For the first time since donning a Kansas University basketball uniform, Erica Hallman will be able to say she has been there and done that.

Hallman will be participating in a postseason game. The Jayhawks will meet Northern Iowa in a WNIT preliminary-round contest at 7 p.m. Thursday in Allen Fieldhouse.

“In high school, I did it every year,” she said. “This is unfamiliar territory, but one I’m excited about.”

Hallman, a 5-foot-8 senior from suburban Cincinnati, has been a fixture on the fieldhouse floor for four years. She has been a point guard. She has been an off-guard. In either role, she has been one of the most accurate three-point shooters in school history.

At one point this season, Hallman was shooting better than 40 percent from beyond the arc, but that number has tailed to 37.2 percent – still good, but at the same time a barometer of the Jayhawks’ strange season.

KU won its first 12 games – all at home – then struggled against Big 12 Conference foes and staggered to a 16-12 record.

“It’s been a roller-coaster year,” Hallman said. “Now we have to take (the WNIT) as a new season.”

Hallman was the ringleader in the shining moment of the conference season. She scored a career-high 29 points in an 81-71 overtime victory over Missouri on Feb. 25 in Allen Fieldhouse.

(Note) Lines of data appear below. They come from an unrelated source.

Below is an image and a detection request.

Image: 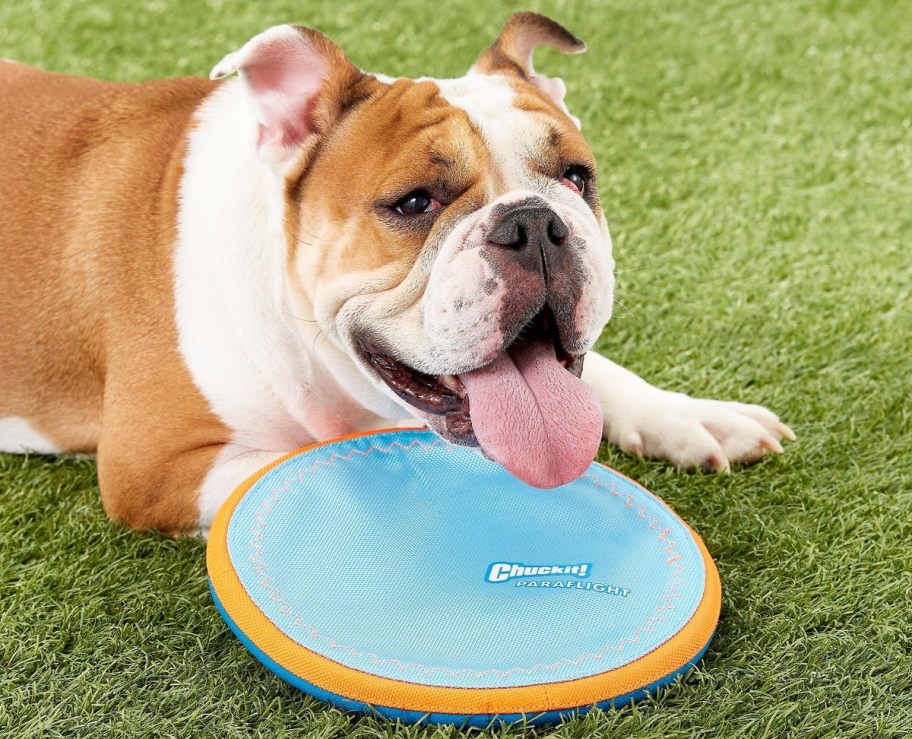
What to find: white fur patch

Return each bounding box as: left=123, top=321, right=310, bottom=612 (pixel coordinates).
left=0, top=416, right=61, bottom=454
left=199, top=444, right=282, bottom=536
left=174, top=80, right=404, bottom=525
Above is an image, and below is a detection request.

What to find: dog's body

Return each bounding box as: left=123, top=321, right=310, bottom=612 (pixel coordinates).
left=0, top=14, right=791, bottom=532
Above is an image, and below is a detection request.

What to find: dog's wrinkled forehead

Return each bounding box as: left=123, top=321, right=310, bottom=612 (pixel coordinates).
left=435, top=74, right=560, bottom=194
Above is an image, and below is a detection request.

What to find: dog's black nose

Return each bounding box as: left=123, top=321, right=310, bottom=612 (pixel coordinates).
left=488, top=204, right=570, bottom=283
left=488, top=205, right=570, bottom=251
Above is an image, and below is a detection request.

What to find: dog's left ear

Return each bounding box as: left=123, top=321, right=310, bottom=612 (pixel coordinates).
left=209, top=25, right=363, bottom=165
left=471, top=13, right=586, bottom=128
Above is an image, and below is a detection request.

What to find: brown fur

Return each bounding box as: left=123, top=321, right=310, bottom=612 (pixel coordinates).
left=0, top=63, right=227, bottom=531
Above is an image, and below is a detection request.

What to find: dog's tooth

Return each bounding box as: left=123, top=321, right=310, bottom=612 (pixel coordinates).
left=437, top=375, right=459, bottom=390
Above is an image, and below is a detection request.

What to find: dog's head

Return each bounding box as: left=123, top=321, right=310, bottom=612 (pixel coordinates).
left=213, top=13, right=613, bottom=487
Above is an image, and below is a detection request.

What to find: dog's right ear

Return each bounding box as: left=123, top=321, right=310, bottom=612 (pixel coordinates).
left=209, top=25, right=362, bottom=165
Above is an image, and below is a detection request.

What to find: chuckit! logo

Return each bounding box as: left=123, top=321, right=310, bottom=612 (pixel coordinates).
left=485, top=562, right=592, bottom=582
left=485, top=562, right=630, bottom=598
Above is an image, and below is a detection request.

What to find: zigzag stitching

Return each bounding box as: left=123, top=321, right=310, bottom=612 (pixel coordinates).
left=242, top=446, right=686, bottom=678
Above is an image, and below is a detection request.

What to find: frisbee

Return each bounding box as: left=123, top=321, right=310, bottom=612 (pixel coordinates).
left=207, top=429, right=721, bottom=726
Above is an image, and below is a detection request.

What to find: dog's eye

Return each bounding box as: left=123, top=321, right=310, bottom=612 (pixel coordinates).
left=561, top=166, right=589, bottom=195
left=393, top=190, right=443, bottom=216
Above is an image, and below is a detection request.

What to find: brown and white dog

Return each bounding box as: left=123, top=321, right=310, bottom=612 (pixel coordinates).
left=0, top=13, right=793, bottom=532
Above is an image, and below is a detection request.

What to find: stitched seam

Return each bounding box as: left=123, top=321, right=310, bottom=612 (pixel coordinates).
left=250, top=439, right=686, bottom=678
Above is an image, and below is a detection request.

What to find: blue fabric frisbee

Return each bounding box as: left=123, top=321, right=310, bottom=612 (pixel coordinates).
left=207, top=430, right=720, bottom=726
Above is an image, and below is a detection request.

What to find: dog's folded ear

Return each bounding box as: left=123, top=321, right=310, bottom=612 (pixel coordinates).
left=471, top=13, right=586, bottom=128
left=209, top=25, right=363, bottom=164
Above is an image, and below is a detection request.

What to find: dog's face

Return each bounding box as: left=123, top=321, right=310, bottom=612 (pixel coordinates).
left=213, top=14, right=613, bottom=486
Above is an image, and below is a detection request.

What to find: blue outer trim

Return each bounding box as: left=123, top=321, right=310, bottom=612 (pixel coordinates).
left=209, top=580, right=715, bottom=728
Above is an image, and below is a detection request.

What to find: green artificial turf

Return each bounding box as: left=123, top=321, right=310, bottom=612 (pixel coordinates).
left=0, top=0, right=912, bottom=739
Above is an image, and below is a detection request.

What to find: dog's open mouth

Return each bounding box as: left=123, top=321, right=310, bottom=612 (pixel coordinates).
left=364, top=306, right=602, bottom=487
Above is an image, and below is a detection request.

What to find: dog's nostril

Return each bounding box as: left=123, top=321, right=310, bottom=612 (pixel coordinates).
left=548, top=213, right=570, bottom=246
left=488, top=206, right=570, bottom=249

Of the 64 teams selected for the NCAA Tournament, Missouri is one of only two teams the Jayhawks defeated. The other was Pepperdine, but the Waves finished with a 14-16 record and earned an NCAA bid strictly because they won the West Coast Conference postseason tournament.

Since that victory over Mizzou, the Jayhawks have suffered back-to-back losses to Kansas State – the first in the regular-season finale, the other four days later in the first round of the Big 12 tournament in Dallas.

“We were kind of frustrated how we played down there,” Hallman said. “We didn’t have a lot of fire for whatever reason, and we didn’t play hard.”

But they didn’t put their uniforms away after that loss in Dallas. Even though they had finished 10th in the Big 12 regular-season standings, the Jayhawks still had a winning overall record, and they remained a viable postseason candidate.

Thus coach Bonnie Henrickson continued to conduct practices.

“We were in a weird place,” Hallman said. “We wondered, ‘Oh, what are we practicing for?’ But I think we got the best out of those three or four days of practice.”

Monday night, Hallman and her teammates gathered to watch the NCAA Tournament selection show. They knew they wouldn’t make that field, but they kept their fingers crossed.

“That show ended about 7 (p.m.), and Bonnie said we should know something in an hour or hour and a half,” Hallman said. “But it was about three hours later before she heard something.”

Henrickson called her players just before 10 p.m., and they engaged in the inevitable cheering, fist-pumping, etc. That euphoria has long since ended, however.

“Now,” Hallman said, “we have to make the best of it.”